Pe. Claudio Pighin

A alma do ser humano (2ª parte)


Semana passada, vimos os fundamentos bíblicos sobre a alma. Agora quero fazer algumas considerações sobre a concepção da alma na teologia cristã dos primeiros séculos. No início da era cristã, dava-se muito mais atenção à religião e à ética do que hoje. A teologia cristã sustentou a unidade entre o corpo e a alma. Quem mais se destacou nessa unidade do ser humano? Com certeza, temos os doutores da Escola de Antioquia. Entre eles, temos Justino, do segundo século depois de Cristo. Ele afirmava, de maneira categórica, que o ser humano é racional e composto tanto de alma e como de corpo, fazendo uma só coisa. Sempre do segundo século, temos Atenágoras que defende a imortalidade da alma e diz que o corpo humano é adaptado a ela no momento da criação. Deus, segundo esse autor, criou a alma e o corpo unidos. Também o testemunho de Ireneu de Lião (130-202) confirma que o ser humano completo é feito de corpo e alma.

Outro autor, Gregório de Nice (335-395), diz o seguinte: “Nem é alma antes do corpo, nem é o corpo antes da alma, mas um só é o princípio de ambos, segundo uma lógica fundada na vontade de Deus” (Hominis opificio). Santo Ambrósio (354-430) falou que o ser humano acha na sua alma a totalidade completa da essência humana. Santo Agostinho também mantem unidos corpo e alma. Intelecto e corpo fazem uma só coisa do ser humano, sem diferença nenhuma. Porém, a alma é uma substância racional que ‘governa’ o corpo, ou também o ser humano é uma alma racional que usa um corpo mortal.

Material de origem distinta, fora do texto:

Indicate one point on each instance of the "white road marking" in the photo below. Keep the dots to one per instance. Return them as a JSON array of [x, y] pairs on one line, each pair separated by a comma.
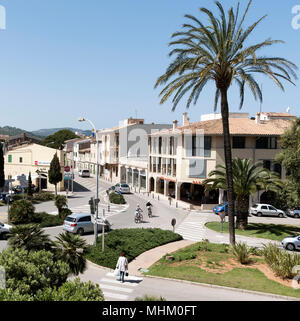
[[115, 288], [115, 295], [118, 282]]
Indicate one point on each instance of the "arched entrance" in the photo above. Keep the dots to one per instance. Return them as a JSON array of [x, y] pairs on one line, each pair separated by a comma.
[[172, 189], [160, 186], [151, 184]]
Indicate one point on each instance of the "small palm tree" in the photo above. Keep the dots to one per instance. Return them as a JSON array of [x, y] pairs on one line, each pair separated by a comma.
[[31, 237], [218, 52], [71, 248], [248, 179]]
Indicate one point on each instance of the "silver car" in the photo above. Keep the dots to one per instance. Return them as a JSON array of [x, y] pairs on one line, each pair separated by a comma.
[[84, 173], [266, 210], [4, 230], [80, 223], [294, 212], [291, 243]]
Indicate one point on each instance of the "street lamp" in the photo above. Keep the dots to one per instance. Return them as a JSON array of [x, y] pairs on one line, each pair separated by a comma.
[[97, 179]]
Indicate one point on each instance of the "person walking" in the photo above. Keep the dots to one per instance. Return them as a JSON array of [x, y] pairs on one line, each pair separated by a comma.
[[122, 265]]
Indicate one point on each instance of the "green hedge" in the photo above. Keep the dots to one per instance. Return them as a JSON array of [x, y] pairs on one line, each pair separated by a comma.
[[46, 220], [116, 198], [133, 241]]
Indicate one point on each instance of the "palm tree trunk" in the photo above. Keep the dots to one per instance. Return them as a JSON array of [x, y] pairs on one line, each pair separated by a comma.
[[228, 163], [242, 206]]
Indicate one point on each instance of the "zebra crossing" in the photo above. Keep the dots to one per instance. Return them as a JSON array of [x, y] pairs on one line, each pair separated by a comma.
[[193, 227], [114, 290], [107, 209]]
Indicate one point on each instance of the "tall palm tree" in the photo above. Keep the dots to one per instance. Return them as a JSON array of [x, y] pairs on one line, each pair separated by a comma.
[[217, 52], [248, 179], [31, 237], [71, 248]]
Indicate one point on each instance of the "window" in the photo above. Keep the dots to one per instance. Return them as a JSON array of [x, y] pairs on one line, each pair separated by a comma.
[[278, 169], [207, 146], [267, 164], [238, 142], [266, 142]]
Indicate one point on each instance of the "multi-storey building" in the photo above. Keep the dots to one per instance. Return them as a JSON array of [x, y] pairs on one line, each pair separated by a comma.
[[182, 157]]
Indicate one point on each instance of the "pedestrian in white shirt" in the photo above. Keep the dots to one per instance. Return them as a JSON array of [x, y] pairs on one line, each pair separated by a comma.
[[122, 265]]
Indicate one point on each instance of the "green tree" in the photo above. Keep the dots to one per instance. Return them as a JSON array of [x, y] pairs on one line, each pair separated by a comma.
[[69, 291], [60, 202], [29, 189], [54, 173], [21, 212], [218, 52], [31, 237], [289, 156], [2, 175], [72, 249], [31, 271], [248, 179], [58, 139]]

A experiência sensível, no final, não é própria do corpo, mas da alma através do corpo. Assim sendo, Santo Agostinho mostra a capital importância da alma na vida humana. No período patrístico, o Magistério da Igreja confirmou a comum origem divina do corpo e alma, fazendo parte do plano divino sobre a criação. Ficou claro que a alma é criada por Deus de maneira direta. A unidade do corpo e da alma, segundo o Magistério da Igreja, faz parte da unicidade do ato criativo de Deus, “criador de todas as coisas, visíveis e invisíveis”. Na idade média, Boaventura (1217-1274) diz que a imagem e a semelhança de Deus, assim como a imortalidade humana, pertencem em primeiro lugar à alma: o corpo, que pertence por sua natureza ao mundo animal, participa da imortalidade da alma.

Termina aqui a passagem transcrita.